I read it as - the browser is fast at its core but still needs to optimize for the advanced HTML5 features. I guess it will get better over time. This is a good start. No matter what people think, this is a great step forward. Web as a platform is only as open as the variety of rendering engines providing standards compliant features are. If all the browsers are standardizing on the same rendering engine, it's not the web platform that is standard but that particular rendering engine.

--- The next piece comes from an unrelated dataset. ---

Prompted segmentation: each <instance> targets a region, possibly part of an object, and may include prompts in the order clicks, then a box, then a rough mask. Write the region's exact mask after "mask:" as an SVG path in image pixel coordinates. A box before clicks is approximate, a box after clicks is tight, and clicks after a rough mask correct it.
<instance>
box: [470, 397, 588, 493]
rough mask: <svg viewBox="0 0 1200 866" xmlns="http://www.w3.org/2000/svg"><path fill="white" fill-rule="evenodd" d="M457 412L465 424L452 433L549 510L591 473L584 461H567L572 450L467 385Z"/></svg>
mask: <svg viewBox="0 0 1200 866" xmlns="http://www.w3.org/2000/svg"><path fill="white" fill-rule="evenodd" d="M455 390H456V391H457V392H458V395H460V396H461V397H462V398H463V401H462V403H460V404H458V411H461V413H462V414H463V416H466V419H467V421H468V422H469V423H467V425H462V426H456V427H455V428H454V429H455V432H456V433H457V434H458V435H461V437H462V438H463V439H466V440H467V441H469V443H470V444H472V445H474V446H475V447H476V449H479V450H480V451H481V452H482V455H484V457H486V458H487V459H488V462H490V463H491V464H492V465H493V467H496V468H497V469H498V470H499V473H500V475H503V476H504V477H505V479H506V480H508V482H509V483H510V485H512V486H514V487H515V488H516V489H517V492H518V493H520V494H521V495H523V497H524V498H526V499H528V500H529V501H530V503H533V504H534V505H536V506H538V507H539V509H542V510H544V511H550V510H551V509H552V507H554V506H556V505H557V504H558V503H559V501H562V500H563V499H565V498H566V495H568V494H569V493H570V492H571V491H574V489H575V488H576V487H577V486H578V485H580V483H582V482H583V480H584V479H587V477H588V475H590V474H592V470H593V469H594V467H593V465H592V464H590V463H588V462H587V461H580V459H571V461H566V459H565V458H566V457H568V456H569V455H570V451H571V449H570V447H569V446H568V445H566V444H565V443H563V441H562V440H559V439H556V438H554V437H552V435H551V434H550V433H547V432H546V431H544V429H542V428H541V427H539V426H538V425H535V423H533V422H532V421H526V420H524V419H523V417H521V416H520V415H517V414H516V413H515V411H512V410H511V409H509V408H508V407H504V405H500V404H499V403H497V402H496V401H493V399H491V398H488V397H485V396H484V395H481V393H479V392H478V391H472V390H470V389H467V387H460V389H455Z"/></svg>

Even if it is open source, having multiple competing implementations supporting the same standard is a good thing. Especially when companies would like to push for features that benefit them at the expense of overall community.
I really hope browser races doesn’t get boiled down to performance, but also things like resource-hogging, which has made it practically impossible for me to use Chrome on my MacBook.
If Edge can be to Windows 10 what Safari is to OS X, I’ll try to do what I can to move my browser workflow to Edge as much as possible.
the only browser choices these days seem to be either from unethical corporations or unethical open source non-profits. anyone know where to turn to get a decent browser with no ads or unethical corporations involved ?
"Also note out previous tests with Linux Mint vs Windows 10 which suggest that Chrome actually runs faster on Linux than it does on Windows."
Honestly, any test between a microsoft product and a competitor run on microsoft's operating system has to be viewed with a grain of salt. What's interesting here is the degree of trust given to a vendor that has tried to rig/break even hardware to lock out competition: http://antitrust.slated.org/www.iowaconsumercase.org/011607/...
Worse below, there are people simultaneously believing in a vendor that has long track record establishing their "rig the game" overarching corporate strategy and dissing the blog author for doubting the vendor's claims, even to the extent of accusing the author, who checked only two HTML5 benchmarks, of going on a witch hunt to find benchmarks that disadvantaged the vendor.
> "If seems unfortunate if we do this work and get our partners to do the work and the result is that Linux works great without having to do the work."
Maybe I'm being too naive, but this sounds more like he is concerned about giving away the work rather than locking people in.
I would prefer if these kind of initiative are open source but in my opinion each company have the right to release as they please the technology they develop. In my mind, this is the same case that Apple with the Thunderbolt, and I think is fair that if Apple decide to keep its technology as private they should be able to do so.
Absent from both the original blog post and the OP is Mozillas kraken test, is firefox simply dismissed as slow these days, and their benchmark just discarded to the annals of time?
From arewefastyet.com they seem to be doing ok, (even if they keep testing some really slow chrome version for some reason) and so it seems strange they are being left out.
Yeah it seems rather ridiculous to me that Firefox isn't mentioned here -- Firefox consistently beats Chrome on the three major benchmarks (SunSpider, Octane, and Kraken).
The SunSpider benchmark is bullshit, and you shouldn't take anything from it. In particular, Chrome stopped optimizing for SunSpider with their last JIT, as they optimized for longer running apps (such as ones you'd find on the web) but took a hit on SunSpider.
But SunSpider is a really bad benchmark anyway. All benchmarks are bad and suffer real problems, but SunSpider more than most.